Darkly overcast this late-afternoon Friday here in California’s Central Valley — chilly, too, which is just a reminder of winter coming quickly toward us. And with DST gone, the day becomes night real quickly, almost like a finger snap. Despite the outside gloom onset, the weather is a top-tier life force, always and forever more.
In contextual news, earlier today Joe Biden addressed COP27 — the UN climate-change conference currently in progress in Sherm El Sheikh, Egypt — in a quick three-hour stopover there on his way to Cambodia for an Asia-Pacific leaders’ meeting, then to Bali, Indonesia, for the G20 summit. He’s scheduled an aside Monday with China’s top leader, Xi Jinping. Supposedly, Biden’s topics with Xi will include climate change.
Although in his speech Biden noted the urgency — ‘“We can no longer plead ignorance to the consequences of our actions, or continue to repeat our mistakes,”‘ and ‘“This gathering must be the moment to recommit our future and our shared capacity to write a better story for the world”‘ — there are no real agenda items to curb emissions and shift the dangerous, perilous path the planet is on and lessen the horror of global warming.
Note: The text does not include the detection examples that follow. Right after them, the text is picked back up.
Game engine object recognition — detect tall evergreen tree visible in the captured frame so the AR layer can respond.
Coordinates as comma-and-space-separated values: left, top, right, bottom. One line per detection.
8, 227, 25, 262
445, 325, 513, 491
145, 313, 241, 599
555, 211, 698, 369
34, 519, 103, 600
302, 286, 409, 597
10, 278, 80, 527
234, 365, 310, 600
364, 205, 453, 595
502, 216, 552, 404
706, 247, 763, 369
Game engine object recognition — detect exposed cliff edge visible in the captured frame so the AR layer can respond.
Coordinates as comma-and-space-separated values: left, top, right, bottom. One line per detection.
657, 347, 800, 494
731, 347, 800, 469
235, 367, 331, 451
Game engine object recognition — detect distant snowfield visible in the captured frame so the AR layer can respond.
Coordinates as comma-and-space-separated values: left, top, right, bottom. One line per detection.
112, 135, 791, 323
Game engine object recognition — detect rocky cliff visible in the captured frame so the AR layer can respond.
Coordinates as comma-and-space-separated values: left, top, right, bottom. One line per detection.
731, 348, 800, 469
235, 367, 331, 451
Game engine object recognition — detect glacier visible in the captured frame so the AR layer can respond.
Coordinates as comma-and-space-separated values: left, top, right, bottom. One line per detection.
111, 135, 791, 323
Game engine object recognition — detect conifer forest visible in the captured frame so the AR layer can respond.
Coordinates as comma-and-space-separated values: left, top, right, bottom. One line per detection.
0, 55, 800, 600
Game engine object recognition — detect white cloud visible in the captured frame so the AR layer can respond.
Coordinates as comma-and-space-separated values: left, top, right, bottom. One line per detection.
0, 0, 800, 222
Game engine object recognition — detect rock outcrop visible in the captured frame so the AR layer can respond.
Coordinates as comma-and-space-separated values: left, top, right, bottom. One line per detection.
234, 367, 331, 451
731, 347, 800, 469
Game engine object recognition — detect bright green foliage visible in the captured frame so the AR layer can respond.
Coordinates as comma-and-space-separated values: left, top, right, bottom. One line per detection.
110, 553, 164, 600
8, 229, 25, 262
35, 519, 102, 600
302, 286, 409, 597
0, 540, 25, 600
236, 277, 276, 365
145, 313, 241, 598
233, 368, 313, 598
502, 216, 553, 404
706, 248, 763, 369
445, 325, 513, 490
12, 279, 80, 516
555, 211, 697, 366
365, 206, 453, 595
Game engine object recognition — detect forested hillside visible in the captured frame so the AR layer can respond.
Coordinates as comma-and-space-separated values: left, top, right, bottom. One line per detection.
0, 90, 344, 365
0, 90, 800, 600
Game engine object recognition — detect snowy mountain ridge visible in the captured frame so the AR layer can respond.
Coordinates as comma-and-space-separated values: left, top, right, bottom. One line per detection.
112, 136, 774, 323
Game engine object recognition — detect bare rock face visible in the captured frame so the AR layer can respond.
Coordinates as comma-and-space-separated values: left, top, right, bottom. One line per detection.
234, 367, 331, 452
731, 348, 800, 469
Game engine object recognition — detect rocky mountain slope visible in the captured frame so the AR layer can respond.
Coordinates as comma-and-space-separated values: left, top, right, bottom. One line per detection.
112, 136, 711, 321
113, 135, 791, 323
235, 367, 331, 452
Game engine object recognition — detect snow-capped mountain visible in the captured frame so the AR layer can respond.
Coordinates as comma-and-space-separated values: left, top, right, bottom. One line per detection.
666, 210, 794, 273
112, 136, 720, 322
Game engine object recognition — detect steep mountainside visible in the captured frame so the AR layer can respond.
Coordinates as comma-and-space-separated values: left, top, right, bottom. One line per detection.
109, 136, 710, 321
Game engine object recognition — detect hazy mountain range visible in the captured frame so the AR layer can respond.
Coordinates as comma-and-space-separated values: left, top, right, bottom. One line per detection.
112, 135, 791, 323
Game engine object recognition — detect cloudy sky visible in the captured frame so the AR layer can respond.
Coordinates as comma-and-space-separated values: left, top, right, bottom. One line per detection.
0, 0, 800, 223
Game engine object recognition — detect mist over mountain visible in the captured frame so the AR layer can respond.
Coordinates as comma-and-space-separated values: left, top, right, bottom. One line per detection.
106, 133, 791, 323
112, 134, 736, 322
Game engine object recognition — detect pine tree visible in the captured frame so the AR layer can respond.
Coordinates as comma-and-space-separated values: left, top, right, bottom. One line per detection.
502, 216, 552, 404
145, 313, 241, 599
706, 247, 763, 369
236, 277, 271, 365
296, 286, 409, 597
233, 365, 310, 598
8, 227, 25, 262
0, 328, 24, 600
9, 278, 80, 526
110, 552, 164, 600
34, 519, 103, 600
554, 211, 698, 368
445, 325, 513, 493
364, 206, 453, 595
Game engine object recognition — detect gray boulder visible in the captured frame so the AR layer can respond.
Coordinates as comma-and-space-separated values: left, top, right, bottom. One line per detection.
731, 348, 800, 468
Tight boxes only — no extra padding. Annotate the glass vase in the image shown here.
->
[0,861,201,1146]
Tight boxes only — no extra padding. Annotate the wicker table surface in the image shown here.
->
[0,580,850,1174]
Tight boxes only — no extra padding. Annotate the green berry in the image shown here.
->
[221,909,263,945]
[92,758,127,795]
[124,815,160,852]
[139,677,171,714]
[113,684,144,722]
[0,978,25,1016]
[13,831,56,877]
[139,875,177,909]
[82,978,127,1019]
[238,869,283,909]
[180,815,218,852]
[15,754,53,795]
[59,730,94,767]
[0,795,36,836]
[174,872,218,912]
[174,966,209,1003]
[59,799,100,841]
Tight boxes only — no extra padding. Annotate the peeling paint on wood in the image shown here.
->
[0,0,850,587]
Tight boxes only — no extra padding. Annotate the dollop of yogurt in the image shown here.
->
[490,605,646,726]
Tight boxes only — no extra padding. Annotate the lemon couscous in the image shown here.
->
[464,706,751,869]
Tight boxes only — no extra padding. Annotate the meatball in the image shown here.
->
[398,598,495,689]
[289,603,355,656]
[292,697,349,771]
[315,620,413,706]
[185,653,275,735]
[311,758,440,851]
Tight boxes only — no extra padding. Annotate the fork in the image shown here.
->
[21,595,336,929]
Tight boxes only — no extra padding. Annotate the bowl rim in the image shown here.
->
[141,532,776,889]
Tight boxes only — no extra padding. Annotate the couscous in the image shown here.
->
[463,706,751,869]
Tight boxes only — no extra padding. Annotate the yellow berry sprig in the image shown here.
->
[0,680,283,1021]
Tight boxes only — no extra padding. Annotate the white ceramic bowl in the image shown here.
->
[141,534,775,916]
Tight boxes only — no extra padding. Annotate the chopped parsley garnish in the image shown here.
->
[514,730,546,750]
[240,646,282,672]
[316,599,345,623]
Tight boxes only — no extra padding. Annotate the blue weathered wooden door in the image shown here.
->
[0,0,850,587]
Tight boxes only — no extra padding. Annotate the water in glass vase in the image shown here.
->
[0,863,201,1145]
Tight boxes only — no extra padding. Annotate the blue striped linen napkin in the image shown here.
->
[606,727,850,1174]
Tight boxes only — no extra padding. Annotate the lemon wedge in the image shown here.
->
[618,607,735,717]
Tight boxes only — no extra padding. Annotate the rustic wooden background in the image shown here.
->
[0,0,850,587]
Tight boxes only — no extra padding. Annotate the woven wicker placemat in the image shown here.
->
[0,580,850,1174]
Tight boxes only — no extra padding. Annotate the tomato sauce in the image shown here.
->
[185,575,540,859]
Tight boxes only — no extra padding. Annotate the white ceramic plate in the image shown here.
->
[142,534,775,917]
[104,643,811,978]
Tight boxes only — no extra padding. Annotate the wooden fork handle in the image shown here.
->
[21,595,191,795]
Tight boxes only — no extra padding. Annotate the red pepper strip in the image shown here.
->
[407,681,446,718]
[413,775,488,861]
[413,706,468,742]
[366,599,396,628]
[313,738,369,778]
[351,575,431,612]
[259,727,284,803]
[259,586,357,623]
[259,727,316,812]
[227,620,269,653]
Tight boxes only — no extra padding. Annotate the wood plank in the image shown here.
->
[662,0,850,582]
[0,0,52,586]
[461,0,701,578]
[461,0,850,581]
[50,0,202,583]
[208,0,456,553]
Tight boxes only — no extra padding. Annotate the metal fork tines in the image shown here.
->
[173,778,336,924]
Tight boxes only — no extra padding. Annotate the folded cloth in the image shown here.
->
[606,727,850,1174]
Also contextual today, another way-bad warning:
"We would need to look back and say we could have done it and we didn’t. How do we explain that to our kids?” https://t.co/L4BuKHFOkB @sarahkaplan48.
— Louisa Loveluck (@leloveluck) November 11, 2022
Nutshell on the study from Earth System Science Data via The Washington Post this morning:
Nations will likely burn through their remaining carbon budget in less than a decade if they do not significantly reduce greenhouse gas pollution, a new study shows, causing the world to blow past a critical warming threshold and triggering catastrophic climate impacts.
But new gas projects — launched in response to Russia’s invasion of Ukraine and the resulting global energy crunch — would consume 10 percent of that remaining carbon budget, making it all but impossible for nations to meet the Paris agreement goal of limiting warming to 1.5 degrees Celsius above preindustrial levels, according to another report released Wednesday.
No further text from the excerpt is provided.